SQL Help in grouping

  • Hello,

    SQL Server Version 2000

    create table students

    (

    course_id varchar(5),

    course_name varchar(10),

    roll_no varchar(3),

    student_name varchar(40),

    geog_marks varchar(2),

    math_marks varchar(2)

    )

    insert into students values ('1','course1','1','abc','40','')

    insert into students values ('1','course1','2','aaa','40','')

    insert into students values ('1','course1','3','bbb','40','')

    insert into students values ('2','course2','1','abc','','50')

    insert into students values ('2','course2','2','aaa','','50')

    insert into students values ('2','course2','3','bbb','45','')

    insert into students values ('3','course3','1','abc','','50')

    insert into students values ('4','course4','1','abc','45','50')

    insert into students values ('4','course4','2','aaa','45','50')

    insert into students values ('4','course4','3','bbb','45','50')

    insert into students values ('5','course5','1','abc','55','35')

    insert into students values ('5','course5','2','aaa','45','35')

    Above is sample of rows in my table (actually it is not a table, the output of above select * from students is the output of my one query).
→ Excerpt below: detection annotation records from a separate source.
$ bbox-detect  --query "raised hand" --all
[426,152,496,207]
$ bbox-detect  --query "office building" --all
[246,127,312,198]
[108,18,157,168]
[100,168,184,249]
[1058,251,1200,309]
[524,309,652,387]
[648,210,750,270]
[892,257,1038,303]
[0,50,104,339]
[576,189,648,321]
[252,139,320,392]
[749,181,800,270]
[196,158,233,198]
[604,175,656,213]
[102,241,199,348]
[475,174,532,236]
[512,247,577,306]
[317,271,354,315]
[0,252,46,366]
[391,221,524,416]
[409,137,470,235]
I need below output please :

    course_idcourse_namerollnodescriptiongeogmath

    1course11Default40

    2course21Default50

    2course23bbb45

    3course31abc50

    4course41Default4550

    5course51abc5535

    5course52aaa4535

    Logic behind required output :

    1.In course_id 1, all student got 40 marks in geog and no marks in maths, so output should be like above.
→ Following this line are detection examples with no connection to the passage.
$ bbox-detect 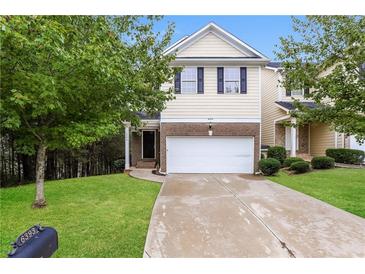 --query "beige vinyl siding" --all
[310,123,335,156]
[161,65,260,119]
[261,68,287,146]
[177,33,246,57]
[333,132,343,148]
    2.In course_id 2, all student except rollno 3 got 50 marks in maths and rollno 3 got 45 (not equal to 50), so for all 2 student there should be "Default" word in description column and for rollno 3, his name and marks in geog subject.

    3.In course_id 3, there is only one student, so no grouping, so simple show of all the info as above.
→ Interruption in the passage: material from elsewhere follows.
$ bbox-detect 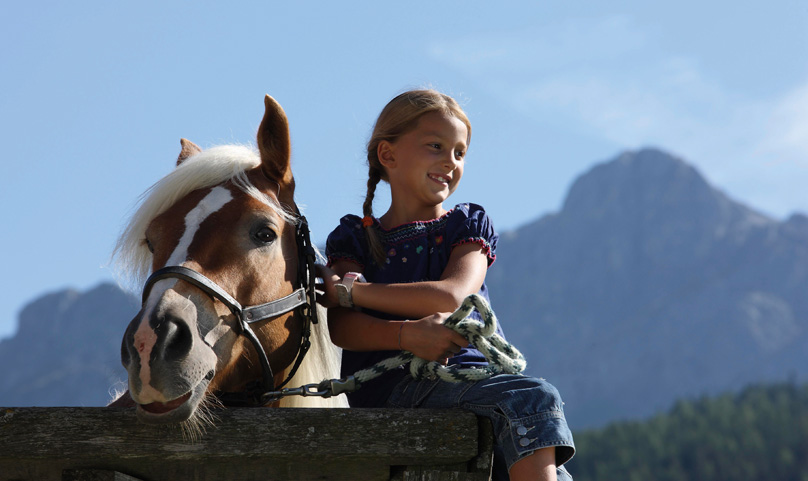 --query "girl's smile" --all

    4.In course_id 4, all student got same marks in both the subjects, so it will be treated as course_id 1 above.

    5.In course_id 5, two student got different marks in both the subjects, so there are no rows greater than 1 for whom we can use "Default" word, so output should be like above.

    "Default" word will be used only for those rows in which there are more than one row which have same marks in both or any one subject in a course.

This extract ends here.